Mkhwebane impeachment hearings: Mpofu continues to rail against suspension, lawfulness of process
In his affidavit to the committee, he said: “I believe I have made out a proper case that, in my experience, Ms Mkhwebane failed to act without prejudice. Instead, she accepted unsubstantiated claims and wild accusations with absolutely no evidence whatsoever and from people she had never even interviewed or asked to go on oath, as if fact, and then failed to engage with me to seek my side of their claims.”
He added that she also failed to engage with information he had previously provided to the Office of the Public Protector.

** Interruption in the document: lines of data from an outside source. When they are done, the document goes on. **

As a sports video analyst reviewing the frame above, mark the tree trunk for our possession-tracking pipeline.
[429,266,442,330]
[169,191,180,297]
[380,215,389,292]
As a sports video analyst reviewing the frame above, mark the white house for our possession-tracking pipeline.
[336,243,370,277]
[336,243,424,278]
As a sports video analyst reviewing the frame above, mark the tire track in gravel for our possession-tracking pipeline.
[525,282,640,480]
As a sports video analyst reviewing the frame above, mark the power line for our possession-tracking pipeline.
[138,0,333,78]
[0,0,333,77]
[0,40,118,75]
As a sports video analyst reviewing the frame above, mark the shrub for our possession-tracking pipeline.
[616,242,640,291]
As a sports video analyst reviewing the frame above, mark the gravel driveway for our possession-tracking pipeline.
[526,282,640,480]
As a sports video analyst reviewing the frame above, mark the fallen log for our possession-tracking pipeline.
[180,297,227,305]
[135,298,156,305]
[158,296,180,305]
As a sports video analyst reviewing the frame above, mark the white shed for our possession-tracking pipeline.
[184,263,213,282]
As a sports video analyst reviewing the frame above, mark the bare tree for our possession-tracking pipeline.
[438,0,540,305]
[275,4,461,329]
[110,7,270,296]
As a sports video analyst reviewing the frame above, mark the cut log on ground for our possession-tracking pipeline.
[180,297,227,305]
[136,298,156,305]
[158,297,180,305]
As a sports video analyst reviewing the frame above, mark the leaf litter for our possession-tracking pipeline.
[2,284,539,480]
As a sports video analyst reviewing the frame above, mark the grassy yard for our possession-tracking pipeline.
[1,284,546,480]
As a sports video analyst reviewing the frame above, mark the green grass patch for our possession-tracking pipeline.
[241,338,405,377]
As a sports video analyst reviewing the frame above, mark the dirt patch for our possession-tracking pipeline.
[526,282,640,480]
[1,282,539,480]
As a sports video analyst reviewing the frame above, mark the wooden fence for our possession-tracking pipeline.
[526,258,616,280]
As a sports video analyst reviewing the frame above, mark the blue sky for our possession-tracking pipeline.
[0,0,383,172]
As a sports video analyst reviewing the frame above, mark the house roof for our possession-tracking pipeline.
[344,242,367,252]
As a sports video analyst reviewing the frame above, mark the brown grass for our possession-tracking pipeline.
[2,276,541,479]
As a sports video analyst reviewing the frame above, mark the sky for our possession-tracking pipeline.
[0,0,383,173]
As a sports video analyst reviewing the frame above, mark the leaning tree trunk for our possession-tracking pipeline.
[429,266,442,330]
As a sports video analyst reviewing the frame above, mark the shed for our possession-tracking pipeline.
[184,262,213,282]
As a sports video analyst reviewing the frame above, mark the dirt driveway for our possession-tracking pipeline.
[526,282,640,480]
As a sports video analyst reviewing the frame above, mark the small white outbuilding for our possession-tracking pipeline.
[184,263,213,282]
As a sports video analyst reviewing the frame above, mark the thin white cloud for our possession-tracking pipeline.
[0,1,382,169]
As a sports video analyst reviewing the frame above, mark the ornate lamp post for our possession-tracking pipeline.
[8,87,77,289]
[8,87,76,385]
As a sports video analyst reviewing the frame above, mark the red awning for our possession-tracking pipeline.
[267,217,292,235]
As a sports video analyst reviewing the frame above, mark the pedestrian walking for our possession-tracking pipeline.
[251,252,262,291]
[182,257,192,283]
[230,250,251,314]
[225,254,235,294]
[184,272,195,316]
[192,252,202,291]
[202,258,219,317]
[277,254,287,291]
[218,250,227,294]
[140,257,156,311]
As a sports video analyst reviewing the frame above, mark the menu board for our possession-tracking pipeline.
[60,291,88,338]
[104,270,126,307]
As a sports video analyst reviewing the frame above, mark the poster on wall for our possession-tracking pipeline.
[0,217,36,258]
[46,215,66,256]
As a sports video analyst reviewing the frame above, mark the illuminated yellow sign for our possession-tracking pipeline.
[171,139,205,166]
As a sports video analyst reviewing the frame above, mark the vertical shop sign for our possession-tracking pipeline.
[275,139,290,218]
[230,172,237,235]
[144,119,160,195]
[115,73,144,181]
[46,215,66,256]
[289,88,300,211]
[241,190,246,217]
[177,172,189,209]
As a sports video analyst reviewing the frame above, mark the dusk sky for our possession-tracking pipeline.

“It will be remiss of me not to point out the irony in the fact that Ms Mkhwebane has been spending an awful lot [of] time, effort and taxpayer monies in order to ensure that she is afforded an opportunity to be heard and to be represented in this process,” reads the affidavit.
“It stands a far cry from what she had bothered to afford me and many others. She interviewed not one single member who was part of the unit over the years, at any stage, whatsoever. That alone speaks for itself.”
Mkhwebane’s report into the “rogue unit” was set aside in damning court judgments.
Van Loggerenberg’s testimony continues into Wednesday afternoon.